Rockwood School District told the Post-Dispatch last Thursday that Chesterfield Elementary School has had 29 positive student cases in the last two weeks and 51 student quarantines.

“Chesterfield Elementary is not the first school to have a spike in cases,” district spokeswoman Mary LaPak said.

But Ave, the health department spokesman, said epidemiologists doing the contact tracing and studying the numbers have concluded that most of the actual transmission does not occur in the classroom.

“Just because two kids who go to the same school get infected doesn’t mean that it happened in the classroom,” Ave said.

The virus is being spread in extracurricular activities, he said, and also outside of school, where no teachers or staff are present.

For the most part, schools are doing a good job enforcing masks and distancing, Wulff said.

“But with extracurriculars, especially with sports, they’re not masked, so that’s a significant risk,” she said.

The CDC released updated guidance in July, with a four-level transmission grading scale, meant to help local decision-makers with masking rules.
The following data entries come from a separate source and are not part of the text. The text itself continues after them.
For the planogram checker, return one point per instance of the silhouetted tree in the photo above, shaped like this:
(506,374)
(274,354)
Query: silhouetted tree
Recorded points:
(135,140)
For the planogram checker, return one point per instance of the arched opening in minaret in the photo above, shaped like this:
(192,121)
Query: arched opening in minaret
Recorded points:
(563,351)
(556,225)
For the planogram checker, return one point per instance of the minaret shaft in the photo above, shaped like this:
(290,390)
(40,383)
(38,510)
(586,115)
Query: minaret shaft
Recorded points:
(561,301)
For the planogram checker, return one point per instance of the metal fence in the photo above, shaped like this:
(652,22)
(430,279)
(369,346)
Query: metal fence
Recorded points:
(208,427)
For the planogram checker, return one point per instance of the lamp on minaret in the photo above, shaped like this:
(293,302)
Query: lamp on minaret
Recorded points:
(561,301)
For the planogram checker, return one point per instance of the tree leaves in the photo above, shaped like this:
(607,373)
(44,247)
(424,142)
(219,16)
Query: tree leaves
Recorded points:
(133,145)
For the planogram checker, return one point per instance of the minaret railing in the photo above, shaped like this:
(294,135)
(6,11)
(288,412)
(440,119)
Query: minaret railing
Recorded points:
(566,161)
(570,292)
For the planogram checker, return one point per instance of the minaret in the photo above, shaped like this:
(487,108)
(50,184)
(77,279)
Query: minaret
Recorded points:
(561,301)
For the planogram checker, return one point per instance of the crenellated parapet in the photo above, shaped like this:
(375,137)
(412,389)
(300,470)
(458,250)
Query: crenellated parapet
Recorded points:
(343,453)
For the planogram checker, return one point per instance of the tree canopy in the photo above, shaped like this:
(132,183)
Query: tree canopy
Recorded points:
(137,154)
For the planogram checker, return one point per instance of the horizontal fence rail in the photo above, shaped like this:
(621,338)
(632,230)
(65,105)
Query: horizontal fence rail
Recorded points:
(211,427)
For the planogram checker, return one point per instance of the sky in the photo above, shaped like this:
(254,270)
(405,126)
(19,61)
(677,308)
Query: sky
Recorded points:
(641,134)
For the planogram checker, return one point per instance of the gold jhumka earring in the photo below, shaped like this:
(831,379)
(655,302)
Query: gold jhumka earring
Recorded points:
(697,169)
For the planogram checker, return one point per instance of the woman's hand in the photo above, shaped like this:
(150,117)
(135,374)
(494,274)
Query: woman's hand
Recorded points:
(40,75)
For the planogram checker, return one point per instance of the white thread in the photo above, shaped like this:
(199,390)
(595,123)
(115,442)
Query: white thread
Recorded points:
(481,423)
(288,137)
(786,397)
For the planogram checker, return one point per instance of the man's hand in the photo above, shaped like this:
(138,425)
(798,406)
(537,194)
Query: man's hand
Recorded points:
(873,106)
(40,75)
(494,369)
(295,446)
A county or area’s level of risk, per the chart, is determined by the total of new cases per 100,000 people in the past seven days.

The county will need to return to less than 100 cases per 100,000 people to fall back into the lower, “substantial” risk category. It reported 115 on Monday.

“COVID is still very much with us,” Wulff said. “It is not a thing of the past. We haven’t beaten this virus, and people who haven’t been vaccinated need to get vaccinated. It’s the only way we are going to protect ourselves from yet another surge.”

Blythe Bernhard of the Post-Dispatch contributed to this report.